Questions, you may submit them to srs.teamd@boardroomlimited.com by 2.30pm on Friday, 05 April 2024. I have submitted a total of 4 questions, and they are as follows:
(i) May I know the effect of the $94.4m divestment of strata units at Suntec City Office Towers on the REIT’s gross revenue and DPU?
(ii) On Page 11 of the annual report, it is stated that the REIT intends to “divest mature assets and strata units at Suntec City office to deliver long-term value to our unitholders.” May I know which assets are being considered for divestment? Additionally, can the REIT provide estimates on how the divestiture of these properties might affect the DPU due to the potential decrease in revenue contributions?
(iii) What is the aggregate leverage ratio the management of the REIT is intending to reach, and is there a specific timeline by when this goal must be achieved?
(iv) Are there any recent developments regarding the occupancy of 55 Currie Street, which is currently at 56.2% following the departure of an anchor tenant, and The Minster Building, where the occupancy rate has fallen to 87.3% as a result of a key co-working tenant leaving?
[Update on 15 April 2024: The REIT’s management have published their responses to substantial and relevant questions submitted by unitholders, and you can read about them in the PDF here.]
Closing Thoughts
Some of the headwinds the REIT is faced with include its debt profile (where it has been hoovering very close to the regulatory level since interest rates started to spike in 2022), along with filling up vacant office spaces in its office properties in Australia (namely 55 Currie Street, where its occupancy as at 31 December 2023 was at a low of 56.3%) – both issues I have already submitted relevant questions to seek updates from the management.

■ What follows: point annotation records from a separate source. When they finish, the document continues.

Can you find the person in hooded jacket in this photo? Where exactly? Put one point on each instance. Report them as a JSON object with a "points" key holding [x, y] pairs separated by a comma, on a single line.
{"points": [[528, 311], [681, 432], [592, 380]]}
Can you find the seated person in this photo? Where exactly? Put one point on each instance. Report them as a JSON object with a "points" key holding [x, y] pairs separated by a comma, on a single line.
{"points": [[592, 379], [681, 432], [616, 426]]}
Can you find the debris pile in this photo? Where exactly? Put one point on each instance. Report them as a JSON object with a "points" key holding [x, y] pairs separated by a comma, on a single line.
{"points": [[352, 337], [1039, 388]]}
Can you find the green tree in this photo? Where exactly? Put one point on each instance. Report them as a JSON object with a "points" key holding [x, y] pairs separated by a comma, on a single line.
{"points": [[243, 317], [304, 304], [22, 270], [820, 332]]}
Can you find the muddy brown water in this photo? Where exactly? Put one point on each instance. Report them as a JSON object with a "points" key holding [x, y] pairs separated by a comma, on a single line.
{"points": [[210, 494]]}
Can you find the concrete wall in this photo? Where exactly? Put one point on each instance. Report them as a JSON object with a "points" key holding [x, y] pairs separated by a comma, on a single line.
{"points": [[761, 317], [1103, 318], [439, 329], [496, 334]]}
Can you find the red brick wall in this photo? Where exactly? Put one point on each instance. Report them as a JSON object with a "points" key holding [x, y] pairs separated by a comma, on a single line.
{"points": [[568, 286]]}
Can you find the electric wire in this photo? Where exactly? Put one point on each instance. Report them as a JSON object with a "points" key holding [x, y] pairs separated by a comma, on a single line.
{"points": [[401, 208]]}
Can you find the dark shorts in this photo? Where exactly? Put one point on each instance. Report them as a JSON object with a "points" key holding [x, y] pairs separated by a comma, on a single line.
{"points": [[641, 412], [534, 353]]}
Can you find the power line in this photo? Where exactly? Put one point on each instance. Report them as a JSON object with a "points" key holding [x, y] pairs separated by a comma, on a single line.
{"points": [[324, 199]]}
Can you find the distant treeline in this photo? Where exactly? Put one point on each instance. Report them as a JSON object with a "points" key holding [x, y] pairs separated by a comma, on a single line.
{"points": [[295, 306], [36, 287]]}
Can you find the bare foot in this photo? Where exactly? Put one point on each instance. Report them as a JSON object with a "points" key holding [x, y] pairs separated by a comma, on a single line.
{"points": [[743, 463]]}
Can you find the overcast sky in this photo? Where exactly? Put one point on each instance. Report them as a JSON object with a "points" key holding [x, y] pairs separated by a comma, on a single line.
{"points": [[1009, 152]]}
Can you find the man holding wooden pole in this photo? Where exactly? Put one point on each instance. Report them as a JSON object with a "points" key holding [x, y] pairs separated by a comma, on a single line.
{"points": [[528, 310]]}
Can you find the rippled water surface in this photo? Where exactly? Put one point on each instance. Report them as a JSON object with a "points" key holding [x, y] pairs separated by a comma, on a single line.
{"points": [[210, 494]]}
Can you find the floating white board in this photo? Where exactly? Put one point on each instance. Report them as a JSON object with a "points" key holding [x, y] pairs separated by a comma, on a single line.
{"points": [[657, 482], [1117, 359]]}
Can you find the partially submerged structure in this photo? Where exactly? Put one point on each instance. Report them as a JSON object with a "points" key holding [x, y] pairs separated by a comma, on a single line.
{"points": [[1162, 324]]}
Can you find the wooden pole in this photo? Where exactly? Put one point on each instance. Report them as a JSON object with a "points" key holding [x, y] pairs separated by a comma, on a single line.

Looking at the year ahead, with the US Federal Reserve signalling a total of 3 interest rate cuts in 2024, and further rate cuts (unknown at this point how many more cuts the US Federal Reserve will cut) in 2025 and 2026, I’m of the opinion that Suntec REIT will be among the first to benefit due to it having just 60+% of borrowings hedged at fixed rates – the lower borrowing costs will definitely help to bump up its DPU, assuming all else remains the same. Another catalyst to the REIT’s DPU will be the filling of vacant space in 55 Currie Street in Australia.
Due to time constraints, I will not be attending the REIT’s upcoming AGM.
With that, I have come to the end of my summary of Suntec REIT’s latest annual report for FY2023. As always, I hope you have found the information presented in this post useful. At the same time, do take note that the opinions I have shared in this post are purely for educational purposes only. You should always do your own due diligence before you make any investment decisions.
Related Documents
Disclaimer: At the time of writing, I am a unitholder of Suntec REIT.